保有期間 | 元本割れのリスク | 平均リターン |
---|---|---|
5年 | 高 | 中 |
10年 | 中 | 高 |
20年 | 低 | 高 |
このグラフからもわかるように、長期的な保有がリスクを低減し、リターンを最大化するためには重要です。

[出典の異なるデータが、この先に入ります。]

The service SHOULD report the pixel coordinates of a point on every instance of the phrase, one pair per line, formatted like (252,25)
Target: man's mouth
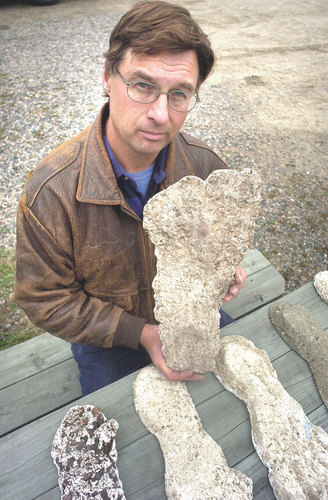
(153,135)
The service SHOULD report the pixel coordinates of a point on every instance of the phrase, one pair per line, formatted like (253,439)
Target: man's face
(137,132)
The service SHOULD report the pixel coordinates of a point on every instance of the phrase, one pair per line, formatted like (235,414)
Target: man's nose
(159,109)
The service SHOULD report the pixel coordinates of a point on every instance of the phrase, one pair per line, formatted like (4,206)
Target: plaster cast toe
(302,332)
(195,467)
(295,451)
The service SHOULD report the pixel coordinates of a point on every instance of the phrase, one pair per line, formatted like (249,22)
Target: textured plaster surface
(201,231)
(195,467)
(295,451)
(85,455)
(302,332)
(321,284)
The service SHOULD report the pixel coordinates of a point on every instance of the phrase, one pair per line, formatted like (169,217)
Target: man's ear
(107,82)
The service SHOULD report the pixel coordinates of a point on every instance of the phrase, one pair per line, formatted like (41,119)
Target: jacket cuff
(128,331)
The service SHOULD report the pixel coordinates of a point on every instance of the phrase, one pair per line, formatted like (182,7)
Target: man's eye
(147,87)
(178,95)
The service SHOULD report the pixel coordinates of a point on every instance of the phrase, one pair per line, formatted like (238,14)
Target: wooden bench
(40,375)
(26,468)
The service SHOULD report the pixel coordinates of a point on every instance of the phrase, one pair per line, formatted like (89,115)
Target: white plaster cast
(201,231)
(321,284)
(85,455)
(294,450)
(195,467)
(303,333)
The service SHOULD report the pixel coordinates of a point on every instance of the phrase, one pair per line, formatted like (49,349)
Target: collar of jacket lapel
(97,181)
(177,163)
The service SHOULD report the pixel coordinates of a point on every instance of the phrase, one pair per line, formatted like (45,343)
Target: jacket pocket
(129,303)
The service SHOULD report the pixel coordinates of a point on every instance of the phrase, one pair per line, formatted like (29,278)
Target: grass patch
(15,327)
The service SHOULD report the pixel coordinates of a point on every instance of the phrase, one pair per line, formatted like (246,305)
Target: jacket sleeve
(48,290)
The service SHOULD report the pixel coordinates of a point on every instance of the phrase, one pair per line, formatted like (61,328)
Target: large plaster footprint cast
(295,451)
(195,467)
(201,231)
(302,332)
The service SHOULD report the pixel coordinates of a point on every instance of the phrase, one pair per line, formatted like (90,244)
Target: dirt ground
(272,58)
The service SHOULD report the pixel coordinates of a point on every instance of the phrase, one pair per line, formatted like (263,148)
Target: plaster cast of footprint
(295,451)
(201,231)
(195,467)
(321,284)
(85,455)
(302,332)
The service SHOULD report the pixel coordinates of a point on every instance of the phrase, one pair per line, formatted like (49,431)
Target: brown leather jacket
(84,263)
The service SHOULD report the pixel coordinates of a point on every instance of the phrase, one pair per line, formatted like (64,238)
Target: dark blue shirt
(129,187)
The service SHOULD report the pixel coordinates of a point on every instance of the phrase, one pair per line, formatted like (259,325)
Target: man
(84,264)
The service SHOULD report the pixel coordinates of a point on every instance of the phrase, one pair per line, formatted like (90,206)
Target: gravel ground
(51,89)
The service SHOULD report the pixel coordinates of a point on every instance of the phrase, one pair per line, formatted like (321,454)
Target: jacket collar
(97,182)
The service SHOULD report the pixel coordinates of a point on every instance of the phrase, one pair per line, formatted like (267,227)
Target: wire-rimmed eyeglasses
(146,93)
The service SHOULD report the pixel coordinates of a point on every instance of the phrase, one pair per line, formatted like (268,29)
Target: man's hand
(151,341)
(234,289)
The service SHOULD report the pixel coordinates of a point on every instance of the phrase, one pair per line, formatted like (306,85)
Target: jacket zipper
(146,253)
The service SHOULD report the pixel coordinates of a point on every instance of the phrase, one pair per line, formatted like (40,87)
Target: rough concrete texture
(201,231)
(85,455)
(195,467)
(321,284)
(295,451)
(302,332)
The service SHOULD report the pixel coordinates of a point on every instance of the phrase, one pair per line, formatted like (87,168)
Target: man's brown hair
(155,27)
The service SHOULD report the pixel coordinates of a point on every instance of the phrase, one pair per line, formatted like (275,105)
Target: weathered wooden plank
(26,468)
(258,328)
(35,396)
(260,288)
(30,357)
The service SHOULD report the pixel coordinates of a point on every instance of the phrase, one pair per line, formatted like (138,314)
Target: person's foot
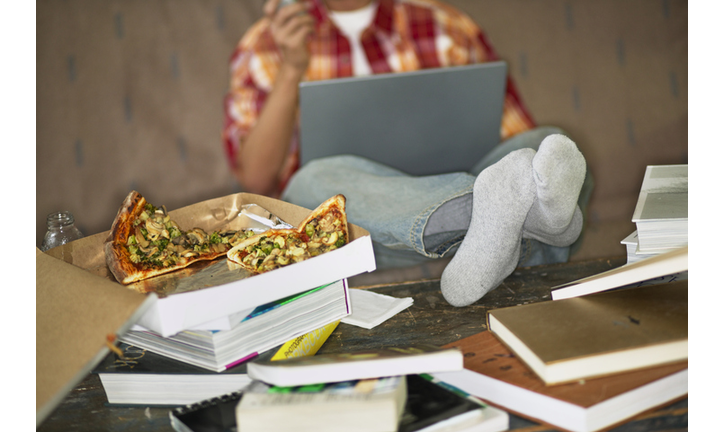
(502,197)
(558,171)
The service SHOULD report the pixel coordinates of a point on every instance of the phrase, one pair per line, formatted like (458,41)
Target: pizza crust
(117,255)
(281,247)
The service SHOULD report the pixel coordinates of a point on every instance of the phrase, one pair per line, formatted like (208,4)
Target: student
(518,206)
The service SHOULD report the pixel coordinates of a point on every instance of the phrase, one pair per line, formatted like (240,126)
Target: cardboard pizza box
(226,290)
(79,302)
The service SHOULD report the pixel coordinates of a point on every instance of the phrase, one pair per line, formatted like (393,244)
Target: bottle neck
(60,220)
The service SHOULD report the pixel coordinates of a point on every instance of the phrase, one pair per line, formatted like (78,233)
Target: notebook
(431,121)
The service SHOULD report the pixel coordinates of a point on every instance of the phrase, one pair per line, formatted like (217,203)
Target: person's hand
(291,26)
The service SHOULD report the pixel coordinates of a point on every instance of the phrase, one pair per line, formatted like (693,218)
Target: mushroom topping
(330,240)
(155,229)
(196,236)
(140,239)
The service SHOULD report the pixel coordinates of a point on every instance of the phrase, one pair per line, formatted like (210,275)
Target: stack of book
(588,360)
(137,376)
(265,327)
(660,214)
(381,390)
(210,360)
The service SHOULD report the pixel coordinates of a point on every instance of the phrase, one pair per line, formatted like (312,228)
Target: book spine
(306,345)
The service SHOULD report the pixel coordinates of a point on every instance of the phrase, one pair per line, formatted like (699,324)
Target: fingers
(290,25)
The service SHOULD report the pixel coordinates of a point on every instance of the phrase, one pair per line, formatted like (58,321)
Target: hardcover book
(431,406)
(493,373)
(672,263)
(386,361)
(371,405)
(142,377)
(266,327)
(661,210)
(598,334)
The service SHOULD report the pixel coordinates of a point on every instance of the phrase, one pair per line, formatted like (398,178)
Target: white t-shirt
(352,24)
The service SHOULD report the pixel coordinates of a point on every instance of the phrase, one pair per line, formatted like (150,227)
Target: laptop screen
(425,122)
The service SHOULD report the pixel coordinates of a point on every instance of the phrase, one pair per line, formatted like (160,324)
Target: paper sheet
(370,309)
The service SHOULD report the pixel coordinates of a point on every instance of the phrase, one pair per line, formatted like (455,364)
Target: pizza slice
(324,230)
(145,242)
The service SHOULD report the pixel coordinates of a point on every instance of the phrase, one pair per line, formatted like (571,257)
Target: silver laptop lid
(431,121)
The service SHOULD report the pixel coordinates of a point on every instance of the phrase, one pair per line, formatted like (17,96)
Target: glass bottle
(61,230)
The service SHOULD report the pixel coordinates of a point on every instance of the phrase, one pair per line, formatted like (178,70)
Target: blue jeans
(396,207)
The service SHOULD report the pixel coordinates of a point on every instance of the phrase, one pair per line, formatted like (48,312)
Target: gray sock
(559,169)
(502,196)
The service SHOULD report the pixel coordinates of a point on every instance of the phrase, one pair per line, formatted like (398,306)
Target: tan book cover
(599,334)
(493,373)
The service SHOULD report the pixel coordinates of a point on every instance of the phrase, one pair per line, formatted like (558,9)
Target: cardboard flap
(72,323)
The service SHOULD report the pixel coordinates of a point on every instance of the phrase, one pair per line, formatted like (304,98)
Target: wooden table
(431,320)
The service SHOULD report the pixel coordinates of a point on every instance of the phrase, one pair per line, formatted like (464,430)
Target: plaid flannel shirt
(402,37)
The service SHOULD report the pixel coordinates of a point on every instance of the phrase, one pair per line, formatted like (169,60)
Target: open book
(671,266)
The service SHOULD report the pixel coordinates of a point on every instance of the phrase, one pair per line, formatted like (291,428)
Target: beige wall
(129,93)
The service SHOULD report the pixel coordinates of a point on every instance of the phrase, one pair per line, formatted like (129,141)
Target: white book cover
(663,195)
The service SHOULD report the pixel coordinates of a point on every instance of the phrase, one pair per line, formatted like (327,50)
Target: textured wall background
(129,94)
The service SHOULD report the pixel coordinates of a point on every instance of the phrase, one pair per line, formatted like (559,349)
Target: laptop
(426,122)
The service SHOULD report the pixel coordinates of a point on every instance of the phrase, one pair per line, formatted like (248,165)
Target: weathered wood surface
(429,320)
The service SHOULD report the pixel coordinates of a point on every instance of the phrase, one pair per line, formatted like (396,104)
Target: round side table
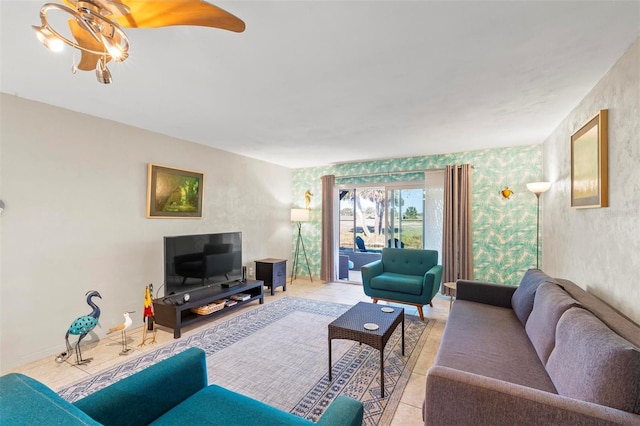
(452,292)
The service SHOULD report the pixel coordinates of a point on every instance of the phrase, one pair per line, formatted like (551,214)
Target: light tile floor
(105,351)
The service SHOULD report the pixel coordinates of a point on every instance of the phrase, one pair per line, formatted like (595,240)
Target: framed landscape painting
(174,193)
(589,168)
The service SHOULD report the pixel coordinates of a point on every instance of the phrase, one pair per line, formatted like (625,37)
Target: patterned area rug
(277,353)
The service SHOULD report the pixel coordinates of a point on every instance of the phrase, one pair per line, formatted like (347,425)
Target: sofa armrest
(369,271)
(487,293)
(146,395)
(455,397)
(344,411)
(432,279)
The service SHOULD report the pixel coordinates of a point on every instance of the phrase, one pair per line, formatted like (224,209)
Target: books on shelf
(241,297)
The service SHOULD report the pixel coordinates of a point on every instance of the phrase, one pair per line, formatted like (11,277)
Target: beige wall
(75,191)
(599,249)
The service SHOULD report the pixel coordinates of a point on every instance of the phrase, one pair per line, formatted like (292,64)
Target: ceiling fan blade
(163,13)
(88,61)
(115,7)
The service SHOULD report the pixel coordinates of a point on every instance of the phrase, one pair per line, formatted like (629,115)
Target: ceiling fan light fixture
(48,39)
(117,52)
(96,30)
(102,72)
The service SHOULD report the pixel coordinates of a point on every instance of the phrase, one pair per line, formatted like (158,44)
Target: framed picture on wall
(589,170)
(174,193)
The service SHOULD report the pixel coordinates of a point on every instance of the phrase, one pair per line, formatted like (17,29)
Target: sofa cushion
(592,363)
(490,341)
(27,401)
(549,304)
(523,297)
(399,283)
(215,405)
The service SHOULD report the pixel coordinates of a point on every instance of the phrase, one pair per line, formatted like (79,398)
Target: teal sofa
(171,392)
(407,276)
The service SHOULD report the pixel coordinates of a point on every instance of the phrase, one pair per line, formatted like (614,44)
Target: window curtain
(457,248)
(328,256)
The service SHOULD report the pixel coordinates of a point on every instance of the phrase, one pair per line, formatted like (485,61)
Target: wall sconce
(506,193)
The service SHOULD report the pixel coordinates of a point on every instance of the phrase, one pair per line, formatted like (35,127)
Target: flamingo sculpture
(81,326)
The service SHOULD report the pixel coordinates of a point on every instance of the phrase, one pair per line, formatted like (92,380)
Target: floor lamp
(299,216)
(538,188)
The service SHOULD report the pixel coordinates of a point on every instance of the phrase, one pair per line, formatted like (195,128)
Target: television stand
(170,314)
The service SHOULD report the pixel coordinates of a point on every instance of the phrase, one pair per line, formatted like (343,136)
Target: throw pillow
(549,304)
(522,299)
(592,363)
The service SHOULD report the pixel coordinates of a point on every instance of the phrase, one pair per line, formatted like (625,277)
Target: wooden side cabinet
(273,272)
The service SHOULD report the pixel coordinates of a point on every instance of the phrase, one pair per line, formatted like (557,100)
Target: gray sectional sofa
(543,353)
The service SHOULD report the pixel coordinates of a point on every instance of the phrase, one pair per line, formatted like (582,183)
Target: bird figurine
(122,327)
(506,193)
(81,327)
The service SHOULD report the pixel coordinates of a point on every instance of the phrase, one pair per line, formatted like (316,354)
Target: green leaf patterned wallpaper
(504,231)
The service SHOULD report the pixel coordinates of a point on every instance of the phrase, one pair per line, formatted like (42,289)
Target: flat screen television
(196,261)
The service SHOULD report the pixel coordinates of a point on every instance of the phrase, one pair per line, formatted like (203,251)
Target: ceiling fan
(96,26)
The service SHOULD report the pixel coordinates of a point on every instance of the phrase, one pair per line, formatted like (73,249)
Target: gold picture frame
(589,164)
(174,193)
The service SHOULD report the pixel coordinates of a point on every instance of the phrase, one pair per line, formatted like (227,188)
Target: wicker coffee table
(350,325)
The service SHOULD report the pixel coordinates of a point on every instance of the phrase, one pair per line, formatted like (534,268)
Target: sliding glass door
(362,218)
(399,214)
(405,216)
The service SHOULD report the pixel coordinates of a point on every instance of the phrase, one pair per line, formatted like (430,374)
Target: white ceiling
(319,82)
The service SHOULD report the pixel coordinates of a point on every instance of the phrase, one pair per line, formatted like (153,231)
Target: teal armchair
(407,276)
(172,392)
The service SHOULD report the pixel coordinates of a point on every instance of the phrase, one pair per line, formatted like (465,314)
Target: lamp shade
(538,187)
(299,215)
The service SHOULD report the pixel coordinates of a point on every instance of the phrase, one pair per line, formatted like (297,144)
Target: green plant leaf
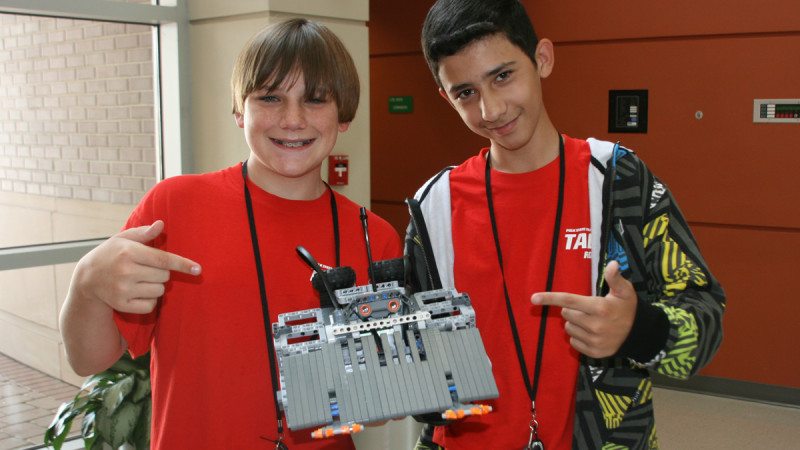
(87,429)
(116,393)
(59,428)
(95,442)
(141,435)
(117,428)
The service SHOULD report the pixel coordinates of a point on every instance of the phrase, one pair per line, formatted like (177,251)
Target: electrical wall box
(627,111)
(786,110)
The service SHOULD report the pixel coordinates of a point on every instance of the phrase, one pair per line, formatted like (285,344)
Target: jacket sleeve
(675,285)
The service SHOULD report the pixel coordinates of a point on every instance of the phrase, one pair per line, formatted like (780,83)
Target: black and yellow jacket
(678,324)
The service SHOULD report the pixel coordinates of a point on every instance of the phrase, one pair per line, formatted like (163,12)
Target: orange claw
(327,432)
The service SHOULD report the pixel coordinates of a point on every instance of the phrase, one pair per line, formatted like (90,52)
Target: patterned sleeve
(675,282)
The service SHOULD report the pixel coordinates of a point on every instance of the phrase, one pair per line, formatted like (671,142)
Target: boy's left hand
(597,326)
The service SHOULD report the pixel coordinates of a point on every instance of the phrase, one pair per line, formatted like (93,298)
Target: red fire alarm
(338,167)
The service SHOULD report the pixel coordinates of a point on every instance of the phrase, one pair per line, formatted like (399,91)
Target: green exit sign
(401,105)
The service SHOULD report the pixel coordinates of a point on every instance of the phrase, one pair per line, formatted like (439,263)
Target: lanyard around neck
(273,371)
(531,385)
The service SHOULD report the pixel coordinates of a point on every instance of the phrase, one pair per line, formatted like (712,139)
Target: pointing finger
(564,300)
(169,261)
(144,233)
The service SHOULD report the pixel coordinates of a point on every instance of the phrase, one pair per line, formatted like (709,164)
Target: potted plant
(115,405)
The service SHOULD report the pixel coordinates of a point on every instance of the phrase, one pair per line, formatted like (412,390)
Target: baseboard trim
(724,387)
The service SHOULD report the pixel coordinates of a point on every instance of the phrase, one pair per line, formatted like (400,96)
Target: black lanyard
(273,371)
(530,385)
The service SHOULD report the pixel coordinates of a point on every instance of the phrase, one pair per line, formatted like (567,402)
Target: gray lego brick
(488,388)
(368,390)
(437,362)
(462,374)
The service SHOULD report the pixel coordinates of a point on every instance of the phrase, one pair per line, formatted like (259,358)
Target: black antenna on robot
(305,255)
(371,271)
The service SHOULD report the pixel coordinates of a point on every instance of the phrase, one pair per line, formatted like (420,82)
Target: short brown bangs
(302,47)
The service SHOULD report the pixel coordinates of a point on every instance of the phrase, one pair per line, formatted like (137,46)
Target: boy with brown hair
(213,373)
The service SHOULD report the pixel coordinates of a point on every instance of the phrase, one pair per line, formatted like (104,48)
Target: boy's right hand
(128,275)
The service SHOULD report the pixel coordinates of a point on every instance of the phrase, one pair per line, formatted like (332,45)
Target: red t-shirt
(525,209)
(210,372)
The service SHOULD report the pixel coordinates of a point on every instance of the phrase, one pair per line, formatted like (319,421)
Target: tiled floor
(28,402)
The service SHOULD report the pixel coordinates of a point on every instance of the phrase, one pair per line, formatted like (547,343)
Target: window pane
(77,127)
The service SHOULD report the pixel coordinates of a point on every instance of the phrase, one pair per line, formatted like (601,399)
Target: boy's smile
(289,134)
(496,90)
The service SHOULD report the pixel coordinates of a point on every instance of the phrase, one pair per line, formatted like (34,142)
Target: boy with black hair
(582,271)
(294,89)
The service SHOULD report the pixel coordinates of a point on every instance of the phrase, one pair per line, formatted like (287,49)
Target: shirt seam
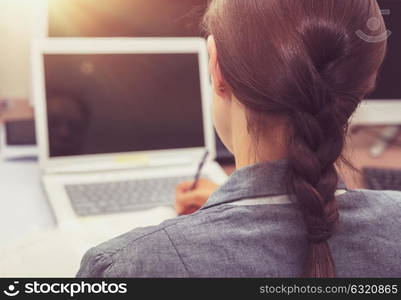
(176,251)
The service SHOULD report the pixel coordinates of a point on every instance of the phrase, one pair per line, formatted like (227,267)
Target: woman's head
(296,69)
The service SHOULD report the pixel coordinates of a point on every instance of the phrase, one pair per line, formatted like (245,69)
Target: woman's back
(251,229)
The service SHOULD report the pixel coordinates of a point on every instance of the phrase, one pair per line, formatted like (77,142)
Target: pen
(198,172)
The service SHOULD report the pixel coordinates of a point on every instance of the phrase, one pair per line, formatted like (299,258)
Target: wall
(20,21)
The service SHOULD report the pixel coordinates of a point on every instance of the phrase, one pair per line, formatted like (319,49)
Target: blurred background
(29,230)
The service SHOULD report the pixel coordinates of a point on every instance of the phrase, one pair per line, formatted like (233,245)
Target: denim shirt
(250,227)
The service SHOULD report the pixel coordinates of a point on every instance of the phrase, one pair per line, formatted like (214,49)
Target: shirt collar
(256,181)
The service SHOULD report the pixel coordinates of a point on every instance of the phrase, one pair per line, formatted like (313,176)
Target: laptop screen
(116,103)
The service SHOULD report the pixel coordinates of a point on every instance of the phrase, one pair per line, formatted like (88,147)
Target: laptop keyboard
(123,196)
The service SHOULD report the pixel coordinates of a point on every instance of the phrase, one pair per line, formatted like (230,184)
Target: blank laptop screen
(115,103)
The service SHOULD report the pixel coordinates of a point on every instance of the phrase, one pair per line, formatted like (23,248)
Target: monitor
(105,97)
(125,18)
(383,106)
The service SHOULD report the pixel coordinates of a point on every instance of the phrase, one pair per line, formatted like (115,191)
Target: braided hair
(302,60)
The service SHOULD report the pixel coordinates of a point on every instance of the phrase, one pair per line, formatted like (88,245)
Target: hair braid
(306,67)
(315,146)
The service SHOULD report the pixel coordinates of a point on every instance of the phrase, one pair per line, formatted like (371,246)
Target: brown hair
(302,60)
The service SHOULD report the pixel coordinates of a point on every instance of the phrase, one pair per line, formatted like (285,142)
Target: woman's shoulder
(142,252)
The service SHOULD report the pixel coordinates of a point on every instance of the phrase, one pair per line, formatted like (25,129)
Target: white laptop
(119,123)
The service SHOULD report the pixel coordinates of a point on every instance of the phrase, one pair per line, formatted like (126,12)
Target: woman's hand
(188,201)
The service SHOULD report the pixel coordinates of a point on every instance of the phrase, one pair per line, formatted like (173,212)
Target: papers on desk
(58,252)
(16,152)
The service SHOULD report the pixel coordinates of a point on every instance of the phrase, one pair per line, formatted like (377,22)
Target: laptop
(119,123)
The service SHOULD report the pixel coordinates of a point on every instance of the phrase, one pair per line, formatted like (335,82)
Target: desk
(31,245)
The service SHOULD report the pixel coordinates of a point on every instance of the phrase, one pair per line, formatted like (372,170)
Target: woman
(287,76)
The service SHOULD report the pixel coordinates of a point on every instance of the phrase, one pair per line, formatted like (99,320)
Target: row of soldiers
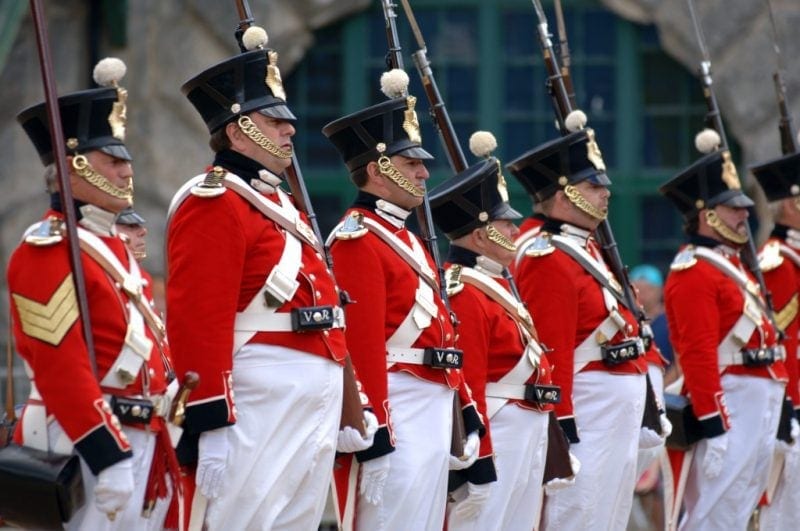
(271,317)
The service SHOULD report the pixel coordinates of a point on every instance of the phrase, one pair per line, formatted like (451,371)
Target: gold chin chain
(249,128)
(500,239)
(389,171)
(84,170)
(577,199)
(722,229)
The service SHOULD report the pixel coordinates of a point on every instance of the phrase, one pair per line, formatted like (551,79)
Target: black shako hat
(237,86)
(471,199)
(710,181)
(357,136)
(567,160)
(130,217)
(779,178)
(86,122)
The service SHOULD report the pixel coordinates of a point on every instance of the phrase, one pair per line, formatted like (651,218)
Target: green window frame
(488,67)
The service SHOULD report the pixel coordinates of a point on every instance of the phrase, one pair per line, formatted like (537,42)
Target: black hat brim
(116,150)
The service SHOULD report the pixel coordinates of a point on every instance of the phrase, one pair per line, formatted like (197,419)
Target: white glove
(350,439)
(716,448)
(666,426)
(212,458)
(114,487)
(561,483)
(373,477)
(470,453)
(471,506)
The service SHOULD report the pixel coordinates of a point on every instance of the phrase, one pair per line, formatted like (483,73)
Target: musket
(563,107)
(714,121)
(394,59)
(563,45)
(352,411)
(788,139)
(65,187)
(439,114)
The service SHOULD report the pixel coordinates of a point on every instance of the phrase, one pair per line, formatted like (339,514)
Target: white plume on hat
(575,121)
(109,71)
(482,143)
(707,141)
(394,83)
(255,37)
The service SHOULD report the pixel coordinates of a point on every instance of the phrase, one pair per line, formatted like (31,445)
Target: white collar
(392,213)
(486,265)
(267,182)
(97,220)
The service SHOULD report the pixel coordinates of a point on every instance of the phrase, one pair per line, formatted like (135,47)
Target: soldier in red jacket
(780,262)
(596,349)
(399,331)
(732,364)
(253,308)
(504,364)
(114,419)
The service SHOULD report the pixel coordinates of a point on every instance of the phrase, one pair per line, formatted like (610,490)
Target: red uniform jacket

特に、20年以上の保有期間では元本割れのリスクが極めて低くなり、安定したリターンを得ることができます。
投資の心得
最後に、投資の心得について触れておきましょう。投資は短期的な利益を追求するものではなく、長期的な視野で資産形成を目指すものです。以下のポイントを念頭に置いて、投資を続けていきましょう。
- 長期視点
- 短期的な市場の変動に惑わされず、長期的な視点で投資を続けることが重要です。
- 市場の一時的な下落は避けられませんが、長期的には成長する傾向があります。
- 分散投資
- リスクを分散するために、複数の資産クラスや地域に分散投資を行いましょう。
- 一つの資産クラスに集中することで、リスクが高まります。
- コスト管理
- 投資信託の手数料や信託報酬を確認し、低コストのファンドを選ぶことで、長期的なリターンを最大化することができます。
- リバランス
- 定期的に投資先を見直し、資産配分をリバランスすることで、リスクを管理しながらリターンを追求します。
- 感情に流されない
- 市場の変動に対して感情的にならず、冷静に投資を続けることが大切です。
- 感情に流されて売却や追加投資を行うと、長期的なリターンが損なわれる可能性があります。
まとめ
eMAXIS Slim全世界株式(オールカントリー)は、直近1年でプラス42%ものリターンを達成していますが、長期運用を前提とするならば、目先の利益に惑わされず、積み立てを続けることが重要です。為替リスクも考慮しつつ、分散投資を心がけ、長期的な資産形成を目指しましょう。